Khadgar schüttelte ein weiteres Mal den Kopf und ging zurück zu dem Tisch, auf dem er seinen Beutel mit den Schreiber-Utensilien zurückgelassen hatte. Er schüttete einen dünnen, hölzernen Federhalter und eine Handvoll Metallfedern aus, außerdem einen Stein zum Spitzen und Formen der Federn, ein Messer mit einer flexiblen Klinge, um Pergament zu schaben, einen Block Octopus-Tinte, einen kleinen Teller, in dem er die Tinte schmelzen konnte, eine Sammlung dünner, flacher Schlüssel, ein Vergrößerungsglas und etwas, das auf den ersten Blick aussah wie eine Metall-Grille.
Er nahm die Grille, legte sie auf den Rücken und steckte eine seltsam geformte Metallfeder in ihren Bauch. Damit zog er sie auf. Dieses Geschenk, das Guzbah ihm zum Bestehen seiner ersten Prüfung als Schreiber gemacht hatte, hatte sich während der Erkundungen des Jungen in den Hallen der Kirin Tor schon des öfteren als unentbehrlich erwiesen. Im Innern des Metall-Insekts steckte ein einfacher, aber effektiver Zauber, der vor Fallen warnte.
Sobald er die Grille um eine volle Drehung aufgezogen hatte, stieß sie einen hohes Kreischen aus. Erschreckt ließ Khadgar das magische Spürgerät fast fallen, aber dann begriff er, dass ihn das Insekt nur über die Intensität der möglichen Gefahr informierte.
Khadgar betrachtete die Bücher-Haufen, die um ihn herum lagen, und murmelte einen leisen Fluch. Er wich zur Tür zurück und zog die Grille dort vollends auf. Dann holte er das erste Buch, das ihm in die Hände gefallen war – das tickende Buch – und brachte es zur Tür.

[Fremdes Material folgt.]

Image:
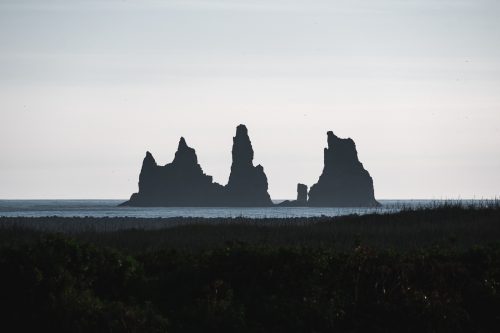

Die Grille trällerte leicht. Khadgar deponierte das Fallen-Buch nahe der Tür auf dem Boden. Er holte ein anderes Buch und brachte es zur Grille. Das Metall-Insekt schwieg.
Khadgar hielt den Atem an, hoffte, dass die Grille tatsächlich in der Lage war, alle Arten von Fallen magischer oder anderer Natur zu erkennen, und öffnete das Buch. Es war eine von sanfter, weiblicher Hand verfasste Abhandlung über die Politik der Elfen, die etwa dreihundert Jahre alt sein mochte.
Khadgar trennte das handgeschriebene Werk von dem als Falle identifizierten und ging, um das nächste zu holen.
»Ich kenne dich«, sagte Medivh am nächsten Morgen bei Wurst und Haferbrei.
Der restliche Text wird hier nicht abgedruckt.